In recent years, the Darjeeling tea industry has faced new challenges, including labor shortages and the impact of climate change. The industry has also faced challenges from counterfeiters who have been known to sell inferior tea under the Darjeeling name. Despite these challenges, Darjeeling tea continues to be appreciated as one of the finest teas in the world and is protected by the "Darjeeling" geographical designation. In recent years, there has been a growing awareness of the importance of protecting the authenticity of Darjeeling tea. As such, establishment of the "Darjeeling" geographical region aims to ensure that only teas grown in the Darjeeling district can be called "Darjeeling tea".
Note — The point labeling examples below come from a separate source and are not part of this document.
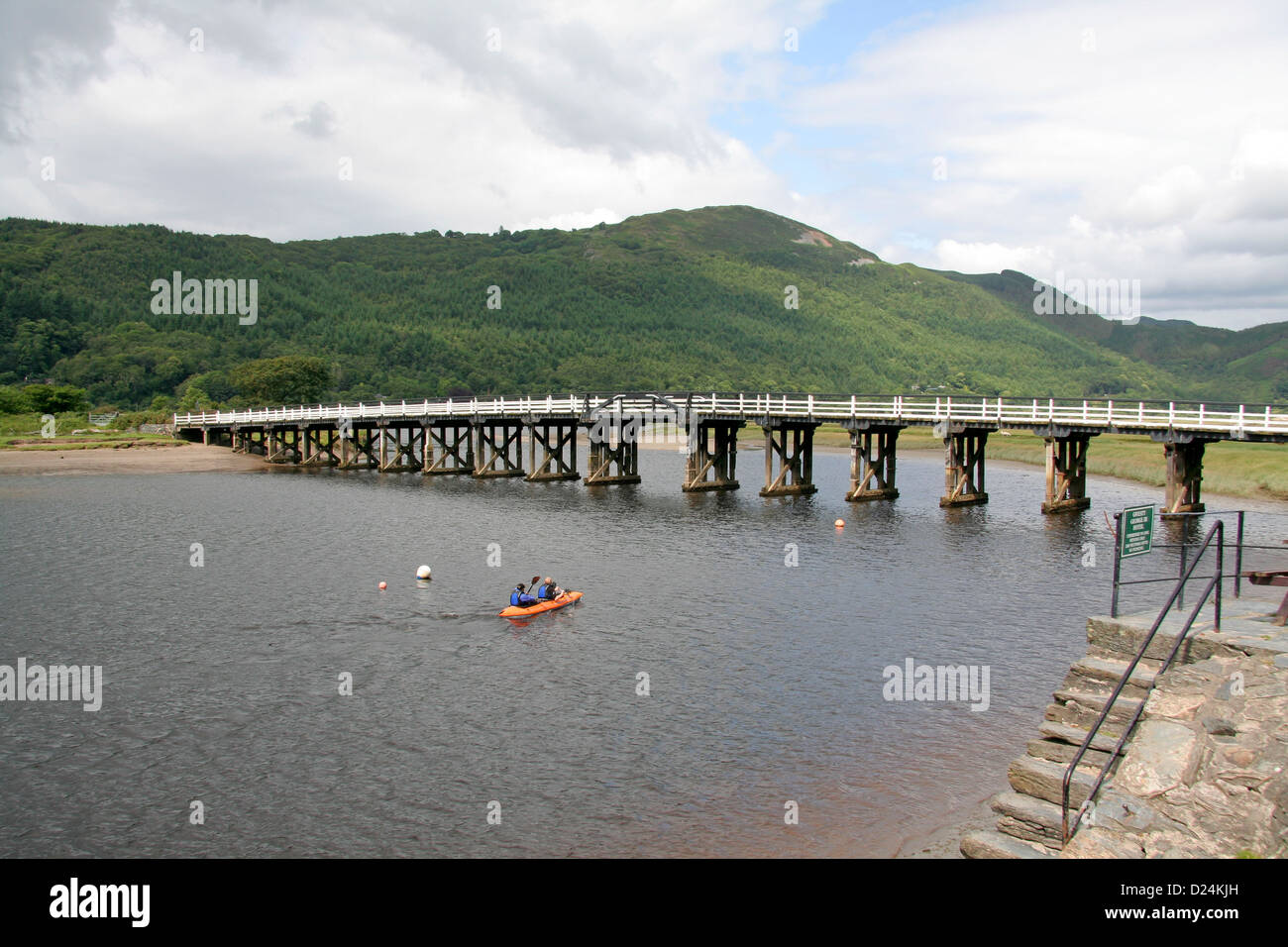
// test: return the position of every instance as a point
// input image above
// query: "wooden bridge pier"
(359, 446)
(614, 454)
(1067, 472)
(398, 446)
(498, 450)
(558, 444)
(317, 450)
(964, 467)
(283, 445)
(872, 449)
(713, 457)
(1184, 457)
(449, 449)
(791, 445)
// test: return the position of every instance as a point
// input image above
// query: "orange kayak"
(516, 612)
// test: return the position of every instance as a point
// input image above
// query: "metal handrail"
(1215, 582)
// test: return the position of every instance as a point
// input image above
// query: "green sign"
(1136, 531)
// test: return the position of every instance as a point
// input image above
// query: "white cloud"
(1160, 155)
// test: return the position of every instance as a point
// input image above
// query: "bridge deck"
(1218, 421)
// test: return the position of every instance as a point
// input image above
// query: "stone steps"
(1091, 699)
(1063, 753)
(1029, 815)
(1074, 714)
(1100, 676)
(1076, 735)
(1029, 819)
(1111, 671)
(996, 845)
(1043, 780)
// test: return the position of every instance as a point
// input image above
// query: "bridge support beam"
(558, 444)
(1067, 474)
(713, 457)
(500, 449)
(1184, 475)
(964, 464)
(283, 446)
(872, 447)
(612, 463)
(318, 450)
(398, 447)
(450, 449)
(357, 447)
(791, 445)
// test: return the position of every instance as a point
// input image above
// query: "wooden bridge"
(483, 437)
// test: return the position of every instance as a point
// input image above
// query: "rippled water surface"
(222, 682)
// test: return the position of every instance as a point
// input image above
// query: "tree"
(53, 399)
(284, 380)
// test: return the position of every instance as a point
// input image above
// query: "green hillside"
(677, 300)
(1248, 365)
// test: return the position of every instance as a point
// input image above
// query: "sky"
(1072, 141)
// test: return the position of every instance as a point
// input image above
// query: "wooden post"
(720, 462)
(500, 449)
(964, 464)
(791, 442)
(612, 463)
(558, 460)
(1184, 475)
(872, 455)
(451, 442)
(1067, 474)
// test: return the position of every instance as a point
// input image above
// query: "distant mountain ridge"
(725, 298)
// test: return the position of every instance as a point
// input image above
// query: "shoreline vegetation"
(1240, 470)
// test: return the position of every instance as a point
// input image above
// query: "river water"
(467, 735)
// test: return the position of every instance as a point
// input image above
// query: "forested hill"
(681, 299)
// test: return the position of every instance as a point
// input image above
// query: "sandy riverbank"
(163, 458)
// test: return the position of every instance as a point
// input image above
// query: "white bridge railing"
(1229, 420)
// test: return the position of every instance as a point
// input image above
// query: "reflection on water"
(764, 680)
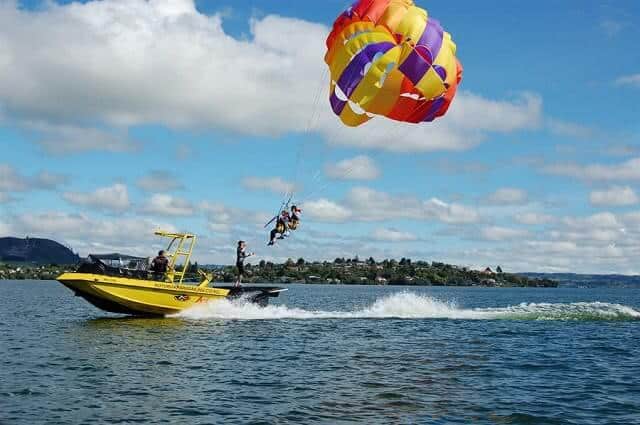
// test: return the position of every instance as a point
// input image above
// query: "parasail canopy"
(390, 58)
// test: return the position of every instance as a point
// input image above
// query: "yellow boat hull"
(138, 296)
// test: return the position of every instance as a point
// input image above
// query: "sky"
(120, 117)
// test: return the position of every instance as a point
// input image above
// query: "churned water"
(326, 354)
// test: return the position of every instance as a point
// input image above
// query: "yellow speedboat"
(123, 284)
Counterfeit Darjeeling Teas Have Become a Problem:

The anonymity of the internet can make it difficult for consumers to verify the authenticity of the products they are buying. It is important for consumers to be aware of the risks of buying tea online and to only purchase from reputable vendors.
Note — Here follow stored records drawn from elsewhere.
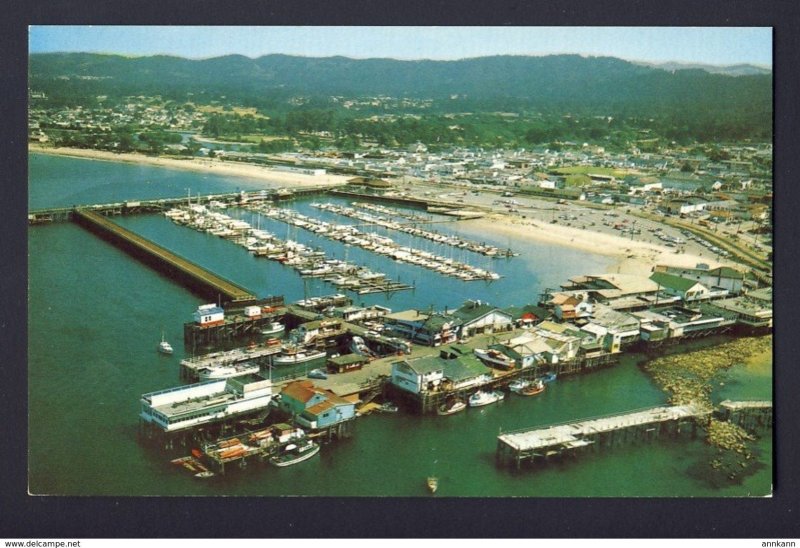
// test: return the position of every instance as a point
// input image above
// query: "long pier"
(194, 276)
(136, 207)
(541, 443)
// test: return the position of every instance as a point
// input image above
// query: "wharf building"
(318, 409)
(213, 402)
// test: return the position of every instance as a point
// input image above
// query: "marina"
(568, 439)
(508, 414)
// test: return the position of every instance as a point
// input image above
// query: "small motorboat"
(164, 347)
(294, 453)
(451, 408)
(481, 398)
(432, 483)
(389, 407)
(535, 388)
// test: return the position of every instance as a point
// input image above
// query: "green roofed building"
(686, 289)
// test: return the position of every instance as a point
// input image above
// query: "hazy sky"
(713, 45)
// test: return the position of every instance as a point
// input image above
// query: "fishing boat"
(164, 347)
(273, 329)
(317, 374)
(549, 377)
(432, 483)
(518, 385)
(295, 453)
(452, 408)
(294, 356)
(228, 371)
(535, 388)
(481, 398)
(494, 357)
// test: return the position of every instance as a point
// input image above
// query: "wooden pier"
(137, 207)
(750, 415)
(542, 443)
(192, 275)
(236, 324)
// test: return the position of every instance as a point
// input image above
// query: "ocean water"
(96, 315)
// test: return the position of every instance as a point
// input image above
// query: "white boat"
(480, 398)
(518, 385)
(164, 347)
(291, 357)
(495, 357)
(292, 453)
(228, 371)
(451, 409)
(273, 329)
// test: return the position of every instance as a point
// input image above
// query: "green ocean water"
(96, 315)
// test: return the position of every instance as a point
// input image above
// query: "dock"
(195, 277)
(541, 443)
(750, 415)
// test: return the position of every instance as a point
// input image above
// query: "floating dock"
(542, 443)
(195, 277)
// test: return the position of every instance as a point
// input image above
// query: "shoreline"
(219, 167)
(630, 256)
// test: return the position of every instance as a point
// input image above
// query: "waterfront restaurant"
(207, 402)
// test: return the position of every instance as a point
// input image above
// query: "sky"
(709, 45)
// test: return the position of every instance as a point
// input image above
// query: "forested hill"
(602, 86)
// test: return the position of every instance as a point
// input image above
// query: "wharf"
(194, 276)
(236, 325)
(541, 443)
(190, 367)
(750, 415)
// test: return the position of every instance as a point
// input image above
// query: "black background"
(23, 516)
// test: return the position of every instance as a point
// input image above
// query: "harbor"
(144, 372)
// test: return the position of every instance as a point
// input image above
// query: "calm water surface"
(96, 315)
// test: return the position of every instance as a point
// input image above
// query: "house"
(752, 310)
(477, 317)
(686, 289)
(605, 288)
(313, 407)
(612, 329)
(528, 315)
(564, 340)
(723, 277)
(528, 350)
(679, 321)
(571, 307)
(432, 329)
(455, 368)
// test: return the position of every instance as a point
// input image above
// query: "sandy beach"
(632, 257)
(273, 177)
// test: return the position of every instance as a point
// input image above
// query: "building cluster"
(139, 113)
(591, 317)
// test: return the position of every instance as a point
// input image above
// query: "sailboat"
(164, 347)
(433, 483)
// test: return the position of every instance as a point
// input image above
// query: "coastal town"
(688, 228)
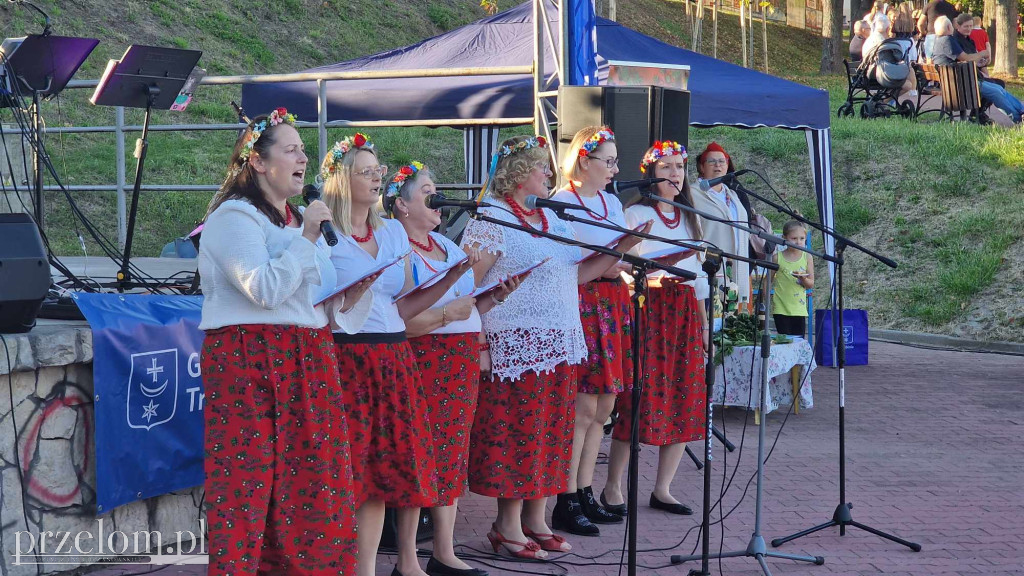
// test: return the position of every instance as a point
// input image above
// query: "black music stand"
(42, 65)
(146, 77)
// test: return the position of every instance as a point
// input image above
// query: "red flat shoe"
(550, 542)
(528, 550)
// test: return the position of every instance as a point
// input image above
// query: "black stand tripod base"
(843, 518)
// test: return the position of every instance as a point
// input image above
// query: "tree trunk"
(832, 36)
(1006, 38)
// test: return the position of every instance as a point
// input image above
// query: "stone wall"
(47, 454)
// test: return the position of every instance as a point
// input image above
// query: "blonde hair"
(515, 168)
(570, 162)
(338, 191)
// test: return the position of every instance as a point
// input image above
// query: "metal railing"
(120, 129)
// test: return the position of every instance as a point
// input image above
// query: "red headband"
(714, 147)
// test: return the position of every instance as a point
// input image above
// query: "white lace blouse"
(538, 327)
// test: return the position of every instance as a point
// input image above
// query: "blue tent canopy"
(722, 93)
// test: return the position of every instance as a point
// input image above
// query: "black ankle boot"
(593, 510)
(568, 517)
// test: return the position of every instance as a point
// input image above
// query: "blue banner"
(147, 395)
(582, 56)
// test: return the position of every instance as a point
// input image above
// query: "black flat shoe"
(568, 517)
(594, 511)
(437, 568)
(617, 509)
(681, 509)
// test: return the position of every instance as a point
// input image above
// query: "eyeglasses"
(369, 173)
(609, 162)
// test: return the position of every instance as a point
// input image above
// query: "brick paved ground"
(932, 456)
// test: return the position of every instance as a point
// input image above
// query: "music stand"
(42, 65)
(146, 77)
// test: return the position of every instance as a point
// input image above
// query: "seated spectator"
(946, 50)
(860, 31)
(880, 31)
Unfortunately, there are counterfeit Darjeeling teas on the market. These teas, produced outside of the traditional Darjeeling region using different tea cultivars or processed using different methods, but labeled and marketed as genuine Darjeeling tea, using the Darjeeling name and branding. This can be a problem for consumers looking to buy authentic Darjeeling tea, and for legitimate Darjeeling tea growers and producers who may lose business to these counterfeit products. Since the Darjeeling name and branding is not legally protected in some countries, it is difficult to take legal action against these counterfeit teas.

It is difficult to estimate the exact amount of counterfeit Darjeeling tea that is sold each year. However, counterfeit Darjeeling tea is a significant problem for the Darjeeling tea industry, as it can dilute the reputation of authentic Darjeeling tea and lead to financial losses for legitimate growers and producers. The Darjeeling Tea Association (DTA) has reported that around 50-70% of the tea sold as Darjeeling is not from Darjeeling. It is safe to say that counterfeit tea is a significant problem in the online market. These counterfeit teas are sold through online marketplaces and social media platforms, making it easy for counterfeiters to reach a large audience and sell their products at a lower price than legitimate teas.


How to Avoid Counterfeit Teas:

Buy from reputable sources: It is essential to buy tea from reliable and trustworthy sources like The Spice and Tea Shoppe.

Check the packaging: Counterfeit tea is often sold in poorly labeled or unbranded packaging. Look for packaging that displays the name of the tea, country of origin, and other relevant information.

Examine the tea leaves: Authentic tea leaves should be uniform in size, shape, and color. If the leaves look irregular, it may be a sign of low-quality, old, or counterfeit tea.

Know the price range: Research the market price of the tea you intend to buy. If the price seems too good to be true, it may be that the tea is counterfeit.

Trust your taste buds: Authentic tea should have a distinctive flavor and aroma. If the tea tastes bland, stale, or different from what you expect, it may be a sign of counterfeit tea.